- Born: April 20, 1982 (age 44) Freehold, New Jersey, U.S.
- Education: Emory University
- Occupation: Sports reporter
- Years active: 2006–present
- Employer: The Walt Disney Company via ESPN Inc. including ABC
- Television: Good Morning Football; Fox NFL Kickoff;

= Peter Schrager =

American sportscaster (born 1982)

Peter Schrager (born April 20, 1982) is an American sportscaster for ESPN and ABC. Previously, he worked as an analyst with Fox Sports and a sideline reporter for the NFL Network.

==Early life==
Born in Freehold Township, New Jersey, Schrager graduated from Freehold Township High School and Emory University.

==Career==
Schrager auditioned for ESPN's "Dream Job" contest in college but ended up writing for the company's website. He later joined FoxSports.com, in a role that included on-camera responsibilities.

In addition to his gameday coverage, he was a regular contributor to The Herd with Colin Cowherd and The Dan Patrick Show. Peter also starred alongside Kyle Brandt, Jason McCourty, and Jamie Erdahl on NFL Network's popular weekday morning show Good Morning Football. Schrager was a host of Good Morning Football from its inception until March 31, 2025.

Schrager is also the author of two books: Strength of a Champion with O. J. Brigance (2013), and the New York Times Best Seller, Out of the Blue with Victor Cruz (2012). Schrager also worked as an editorial contributor for Showtime's Inside the NFL, which earned a Sports Emmy in 2013 for Outstanding Studio Show – Weekly.
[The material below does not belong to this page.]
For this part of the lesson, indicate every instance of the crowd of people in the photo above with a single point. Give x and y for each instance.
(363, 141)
Schrager hosts an NFL podcast, The Season with Peter Schrager, through iHeartPodcasts.

Schrager joined ESPN on April 1, 2025. In this role, he will appear on Get Up, First Take, The Pat McAfee Show, NFL Live, and SportsCenter. Beginning September 10, 2026, Schrager will host his own daily show on ESPN titled Big Day with Peter Schrager.

==Personal life==
He is married to Erica and the couple has two children, a son and a daughter.